Regardez d’abord autour de vous
À remarquer
- Portes rouges
- Inscription gravée au-dessus de l’entrée
L’histoire du lieu
Un centre municipal distinct destiné aux hommes noirs ouvrit sur Wabash Avenue. Dans une ville où beaucoup d’antennes ordinaires de l’association leur fermaient la porte, les arrivants du Sud y obtenaient une chambre temporaire et de l’aide pour trouver leur premier emploi. Lorsque le centre cessa de fonctionner, quatre églises voisines empêchèrent la démolition de l’édifice et obtinrent sa restauration. Les portes d’entrée écarlates et les mots gravés au-dessus ont survécu, et les anciens étages d’habitation sont désormais occupés par cent un petits appartements pour des adultes récemment sans logement.
Au-dessus des portes rouges est gravée l’inscription : « Young Men’s Christian Association de Chicago ». C’est de là que vient l’abréviation américaine courante YMCA. Derrière cette inscription se trouvaient autrefois une piscine, un gymnase, des salles de classe, une salle à manger, des salles de réunion et un foyer bon marché.
Dans le Chicago du début du vingtième siècle, la plupart des antennes de l’association n’acceptaient pas les Noirs.
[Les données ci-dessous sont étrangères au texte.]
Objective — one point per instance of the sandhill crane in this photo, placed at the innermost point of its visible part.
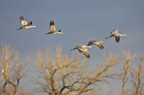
(117, 35)
(94, 42)
(83, 48)
(24, 24)
(53, 30)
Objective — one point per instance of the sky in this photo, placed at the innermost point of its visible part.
(80, 21)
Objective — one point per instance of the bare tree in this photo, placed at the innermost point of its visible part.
(11, 71)
(137, 78)
(61, 75)
(125, 71)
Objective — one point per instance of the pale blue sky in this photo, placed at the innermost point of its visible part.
(79, 20)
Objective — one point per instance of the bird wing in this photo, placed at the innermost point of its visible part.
(30, 23)
(52, 26)
(100, 46)
(79, 51)
(117, 38)
(91, 42)
(114, 31)
(22, 20)
(85, 52)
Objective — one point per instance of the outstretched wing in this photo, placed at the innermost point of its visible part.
(30, 23)
(100, 46)
(52, 26)
(91, 42)
(85, 52)
(114, 31)
(117, 38)
(23, 22)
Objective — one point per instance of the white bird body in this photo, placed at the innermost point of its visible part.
(53, 30)
(97, 43)
(24, 24)
(116, 35)
(83, 48)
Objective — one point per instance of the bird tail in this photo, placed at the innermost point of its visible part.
(48, 33)
(107, 37)
(18, 29)
(73, 49)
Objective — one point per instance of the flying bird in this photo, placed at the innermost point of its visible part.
(53, 30)
(24, 24)
(97, 43)
(117, 35)
(83, 48)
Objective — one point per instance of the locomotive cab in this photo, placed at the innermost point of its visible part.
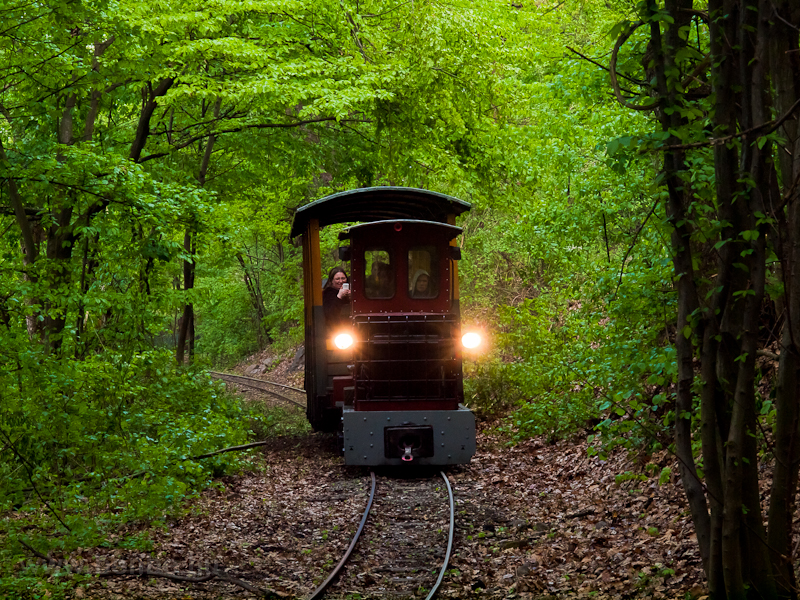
(390, 373)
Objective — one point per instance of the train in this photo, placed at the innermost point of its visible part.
(387, 372)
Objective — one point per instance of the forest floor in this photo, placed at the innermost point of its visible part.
(535, 520)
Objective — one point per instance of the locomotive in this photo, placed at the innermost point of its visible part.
(388, 375)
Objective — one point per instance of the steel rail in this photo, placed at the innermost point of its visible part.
(449, 538)
(321, 589)
(288, 387)
(232, 378)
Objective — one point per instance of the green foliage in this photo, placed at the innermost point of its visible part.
(90, 444)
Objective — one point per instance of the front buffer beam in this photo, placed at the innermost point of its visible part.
(419, 437)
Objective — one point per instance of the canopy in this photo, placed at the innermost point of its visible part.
(378, 204)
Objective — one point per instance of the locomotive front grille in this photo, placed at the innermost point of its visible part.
(407, 359)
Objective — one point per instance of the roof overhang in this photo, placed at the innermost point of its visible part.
(450, 230)
(367, 205)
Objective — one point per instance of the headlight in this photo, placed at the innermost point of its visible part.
(343, 341)
(471, 340)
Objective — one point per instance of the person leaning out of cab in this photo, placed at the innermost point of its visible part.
(335, 297)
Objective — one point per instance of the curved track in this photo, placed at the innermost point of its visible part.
(405, 496)
(264, 386)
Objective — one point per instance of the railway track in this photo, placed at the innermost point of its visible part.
(408, 541)
(268, 387)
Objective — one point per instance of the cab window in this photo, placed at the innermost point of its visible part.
(379, 274)
(423, 272)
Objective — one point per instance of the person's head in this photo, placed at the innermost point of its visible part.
(336, 278)
(420, 284)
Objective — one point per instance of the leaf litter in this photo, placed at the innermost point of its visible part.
(535, 521)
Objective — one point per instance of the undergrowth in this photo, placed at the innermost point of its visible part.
(94, 445)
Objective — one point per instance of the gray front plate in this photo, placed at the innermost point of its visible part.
(453, 435)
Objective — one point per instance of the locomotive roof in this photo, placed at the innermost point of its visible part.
(452, 230)
(378, 204)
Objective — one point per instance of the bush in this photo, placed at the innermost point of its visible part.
(90, 445)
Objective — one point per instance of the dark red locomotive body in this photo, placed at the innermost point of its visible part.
(396, 389)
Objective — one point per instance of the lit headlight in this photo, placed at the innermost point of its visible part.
(471, 340)
(343, 341)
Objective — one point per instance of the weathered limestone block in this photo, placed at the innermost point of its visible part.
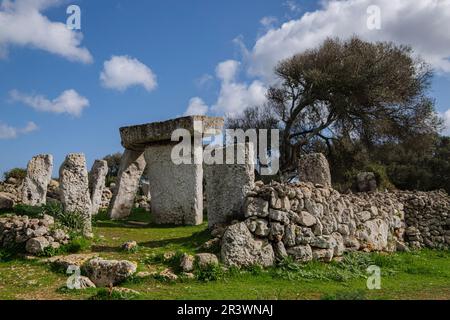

Julius Rosenwald, dirigeant de la société commerciale Sears, Roebuck, accepta de payer une partie du coût d’un centre distinct si les habitants de la ville réunissaient le reste. Les habitants du quartier et des donateurs privés satisfirent à cette condition. En mille neuf cent treize, une antenne destinée aux hommes noirs ouvrit sur Wabash Avenue. Les arrivants du Sud pouvaient y louer une chambre, trouver un emploi par l’intermédiaire d’un bureau de placement et se préparer à vivre dans une nouvelle ville.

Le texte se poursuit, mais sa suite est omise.